We get people thanking us from time to time. We did not ask for it, but it motivates us nevertheless. But today, we face people belittling the work we did over years, implying that we somehow turned Rachana from a thing of purity into a bug riddled implementation, questioning our commitment.
Today, we face people making baseless allegations such as "the maintainers of Rachana began to release and maintain fonts of reformed script that clearly deviated from our commitment to the traditional script upheld by Rachana Aksharavedi" and "the substitutions are often made following reformed (new) script, i.e., with detached ‘uu’-kar."
These claims do not deserve defense – they are outright lies specifically targeted at painting SMC in a bad light. This is not the first time they have made such baseless allegations either.
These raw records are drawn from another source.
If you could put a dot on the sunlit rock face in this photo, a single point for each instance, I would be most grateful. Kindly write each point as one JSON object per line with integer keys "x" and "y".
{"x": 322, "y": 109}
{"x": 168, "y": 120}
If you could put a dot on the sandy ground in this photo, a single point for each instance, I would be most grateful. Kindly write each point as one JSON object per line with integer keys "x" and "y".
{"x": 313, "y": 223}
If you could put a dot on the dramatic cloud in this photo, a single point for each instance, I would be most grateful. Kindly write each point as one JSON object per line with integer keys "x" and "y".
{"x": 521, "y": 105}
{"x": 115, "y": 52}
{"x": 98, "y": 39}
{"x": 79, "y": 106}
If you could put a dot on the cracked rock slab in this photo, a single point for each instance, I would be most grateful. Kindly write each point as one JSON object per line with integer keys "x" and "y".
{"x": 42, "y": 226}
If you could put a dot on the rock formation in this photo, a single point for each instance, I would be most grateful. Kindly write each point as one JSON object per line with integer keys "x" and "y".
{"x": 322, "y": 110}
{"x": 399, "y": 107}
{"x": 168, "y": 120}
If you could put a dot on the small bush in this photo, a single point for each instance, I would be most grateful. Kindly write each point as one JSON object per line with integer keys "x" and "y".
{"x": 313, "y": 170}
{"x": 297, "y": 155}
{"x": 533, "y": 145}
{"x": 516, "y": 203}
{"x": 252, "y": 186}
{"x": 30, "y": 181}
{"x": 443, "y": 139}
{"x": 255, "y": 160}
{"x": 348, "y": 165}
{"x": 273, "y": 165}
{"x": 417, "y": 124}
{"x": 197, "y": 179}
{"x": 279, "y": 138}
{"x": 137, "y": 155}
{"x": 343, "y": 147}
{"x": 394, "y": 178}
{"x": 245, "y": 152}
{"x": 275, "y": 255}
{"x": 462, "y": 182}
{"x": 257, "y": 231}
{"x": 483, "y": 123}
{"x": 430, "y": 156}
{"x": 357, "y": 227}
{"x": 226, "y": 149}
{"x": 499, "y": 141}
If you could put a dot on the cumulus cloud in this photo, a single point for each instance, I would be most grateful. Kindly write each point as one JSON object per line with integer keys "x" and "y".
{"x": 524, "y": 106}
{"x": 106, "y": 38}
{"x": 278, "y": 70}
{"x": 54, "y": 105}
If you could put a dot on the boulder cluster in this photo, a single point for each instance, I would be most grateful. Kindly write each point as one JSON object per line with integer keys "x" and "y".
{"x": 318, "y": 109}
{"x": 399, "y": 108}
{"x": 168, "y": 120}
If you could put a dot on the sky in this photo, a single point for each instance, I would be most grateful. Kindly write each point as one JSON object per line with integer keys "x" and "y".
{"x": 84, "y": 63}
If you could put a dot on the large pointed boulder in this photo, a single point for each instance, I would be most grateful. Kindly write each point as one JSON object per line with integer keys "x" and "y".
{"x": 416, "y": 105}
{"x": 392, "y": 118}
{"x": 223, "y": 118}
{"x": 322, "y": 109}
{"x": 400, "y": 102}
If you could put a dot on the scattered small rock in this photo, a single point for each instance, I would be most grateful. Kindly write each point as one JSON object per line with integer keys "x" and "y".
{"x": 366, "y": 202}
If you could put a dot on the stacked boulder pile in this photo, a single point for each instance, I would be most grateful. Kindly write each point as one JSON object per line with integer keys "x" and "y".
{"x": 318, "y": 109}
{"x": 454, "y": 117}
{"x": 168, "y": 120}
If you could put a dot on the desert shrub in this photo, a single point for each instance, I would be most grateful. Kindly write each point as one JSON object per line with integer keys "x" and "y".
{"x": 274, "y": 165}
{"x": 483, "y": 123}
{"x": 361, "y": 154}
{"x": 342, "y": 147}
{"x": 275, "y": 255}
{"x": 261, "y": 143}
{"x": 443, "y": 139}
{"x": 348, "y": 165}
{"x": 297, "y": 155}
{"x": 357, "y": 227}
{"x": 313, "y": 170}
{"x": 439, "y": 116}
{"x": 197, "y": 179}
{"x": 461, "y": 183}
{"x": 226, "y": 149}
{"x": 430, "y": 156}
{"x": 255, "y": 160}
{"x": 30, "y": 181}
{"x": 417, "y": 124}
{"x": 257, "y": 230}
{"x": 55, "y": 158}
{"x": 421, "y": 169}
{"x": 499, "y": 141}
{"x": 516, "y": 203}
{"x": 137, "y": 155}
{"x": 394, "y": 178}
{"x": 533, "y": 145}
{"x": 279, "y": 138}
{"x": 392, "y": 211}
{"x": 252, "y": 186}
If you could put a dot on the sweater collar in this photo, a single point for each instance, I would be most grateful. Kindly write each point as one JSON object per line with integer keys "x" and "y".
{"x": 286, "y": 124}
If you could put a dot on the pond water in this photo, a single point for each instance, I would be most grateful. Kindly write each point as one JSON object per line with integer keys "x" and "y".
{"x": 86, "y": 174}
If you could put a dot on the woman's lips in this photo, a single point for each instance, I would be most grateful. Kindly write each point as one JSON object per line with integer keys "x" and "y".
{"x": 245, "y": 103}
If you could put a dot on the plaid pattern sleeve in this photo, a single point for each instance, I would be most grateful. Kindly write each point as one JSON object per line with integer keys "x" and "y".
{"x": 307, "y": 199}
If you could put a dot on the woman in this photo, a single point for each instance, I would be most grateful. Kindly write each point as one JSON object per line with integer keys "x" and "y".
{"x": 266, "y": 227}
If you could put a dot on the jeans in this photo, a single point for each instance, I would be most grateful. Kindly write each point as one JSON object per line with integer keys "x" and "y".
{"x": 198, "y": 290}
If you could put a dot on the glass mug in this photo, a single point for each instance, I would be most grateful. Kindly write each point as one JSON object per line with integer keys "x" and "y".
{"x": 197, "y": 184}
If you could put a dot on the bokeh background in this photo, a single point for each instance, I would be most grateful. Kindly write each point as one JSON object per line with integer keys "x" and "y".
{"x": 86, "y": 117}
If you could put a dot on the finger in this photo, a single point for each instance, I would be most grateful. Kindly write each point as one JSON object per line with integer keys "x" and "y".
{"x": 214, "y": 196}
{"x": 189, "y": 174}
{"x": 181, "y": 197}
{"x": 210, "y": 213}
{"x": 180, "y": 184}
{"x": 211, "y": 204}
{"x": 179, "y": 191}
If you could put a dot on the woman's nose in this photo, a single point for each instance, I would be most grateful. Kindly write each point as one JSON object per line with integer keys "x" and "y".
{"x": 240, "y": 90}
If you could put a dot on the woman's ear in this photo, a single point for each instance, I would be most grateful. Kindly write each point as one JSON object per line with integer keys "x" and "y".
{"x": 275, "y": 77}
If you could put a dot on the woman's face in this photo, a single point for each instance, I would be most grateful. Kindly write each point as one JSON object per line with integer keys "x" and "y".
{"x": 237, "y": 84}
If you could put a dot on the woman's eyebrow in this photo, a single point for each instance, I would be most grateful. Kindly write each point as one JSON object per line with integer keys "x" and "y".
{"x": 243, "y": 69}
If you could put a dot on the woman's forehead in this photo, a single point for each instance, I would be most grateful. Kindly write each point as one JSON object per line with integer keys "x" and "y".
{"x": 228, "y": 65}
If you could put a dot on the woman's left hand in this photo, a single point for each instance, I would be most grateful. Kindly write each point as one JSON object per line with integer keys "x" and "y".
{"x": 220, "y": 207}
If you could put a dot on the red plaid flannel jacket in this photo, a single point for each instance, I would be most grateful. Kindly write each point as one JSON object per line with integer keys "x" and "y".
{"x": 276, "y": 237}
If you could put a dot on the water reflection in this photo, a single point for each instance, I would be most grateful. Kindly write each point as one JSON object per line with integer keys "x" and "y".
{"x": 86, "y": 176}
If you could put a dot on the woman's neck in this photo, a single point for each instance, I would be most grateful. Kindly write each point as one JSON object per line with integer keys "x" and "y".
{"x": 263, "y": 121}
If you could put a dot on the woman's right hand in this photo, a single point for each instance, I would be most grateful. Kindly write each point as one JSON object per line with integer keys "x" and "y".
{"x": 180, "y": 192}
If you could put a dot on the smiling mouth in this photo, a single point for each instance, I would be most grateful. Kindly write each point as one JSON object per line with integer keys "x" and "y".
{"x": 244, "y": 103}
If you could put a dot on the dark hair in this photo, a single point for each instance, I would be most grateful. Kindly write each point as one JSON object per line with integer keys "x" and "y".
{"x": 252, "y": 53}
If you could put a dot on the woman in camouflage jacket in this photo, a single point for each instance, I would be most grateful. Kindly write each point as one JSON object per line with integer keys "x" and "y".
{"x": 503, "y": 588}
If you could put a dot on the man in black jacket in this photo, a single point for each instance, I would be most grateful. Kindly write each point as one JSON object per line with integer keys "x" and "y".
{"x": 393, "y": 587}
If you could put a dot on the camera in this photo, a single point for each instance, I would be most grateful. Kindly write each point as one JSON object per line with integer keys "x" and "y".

The people who make these claims do not recognize that the history of Rachana Aksharavedi and SMC are not separate, that it is a continuum, that former served as one of the inspirations for the latter. Summarizing what we did in two words is not just an injustice to all the volunteers who contributed time, but also a slap in the face to Rachana's history.
We think they are trying to rewrite history and deride not just the decade plus work that SMC did, but also the commitment to traditional script that Rachana Aksharavedi upheld. A cursory glance at the newly released RIT-Rachana reveals that the font does not follow the traditional script as comprehensively as it claims in all popular rendering engines, even while claiming that Rachana that we maintained over the years do not commit to traditional scripts.
We see font engineering primarily as an engineering task, geared towards making tools that makes font creation easier. As far as we are concerned, a font is not the canonical document that says what should be and what shouldn't be – it is not a textbook. Fonts files are not academic references. We understand that this is in conflict with Mr K H Hussain's vision, and this is something that can be discussed and resolved. Instead we saw Mr K H Hussain levelling a flurry of needless, unfair and often blatantly false accusations at the font maintainers. Any attempts in initiating any discussion with him to resolve this conflict has been consistently met with indifference, apathy, and further attempts at vilification of the maintainers.
The end result of this one sided blame game has forced us to put the development of Rachana, Meera, Keraleeyam, Uroob and Meera Inimai on hold, until this conflict can be resolved in a just and kind manner. Any bug fixes will be made as far possible. These fonts currently do not derive the full benefits of our engineering stack, and they won't be ported into the new stack. If there are volunteers to take up maintenance for these fonts in accordance with their designer's view and his manner of working, we are happy to help out in any way we can and transition the development to them. For users of this fonts, we will continue providing downloads of last releases.
SMC will work with any organization that upholds its values and is ready to contribute in a fruitful manner, with mutual respect. We wish to point out very clearly that if RIT had actually wished to fix bugs in Rachana, all they had to do was either submit patches or better, take over Rachana's maintenance officially as we had invited them to do, in a manner that does not affect the user base. We also wish to point out that this option has always existed, and will always exist, regardless of the people in SMC – like Rachana Aksharavedi, SMC is more than just individuals. We are a collective, and we will not falter in the face of misinformation like this.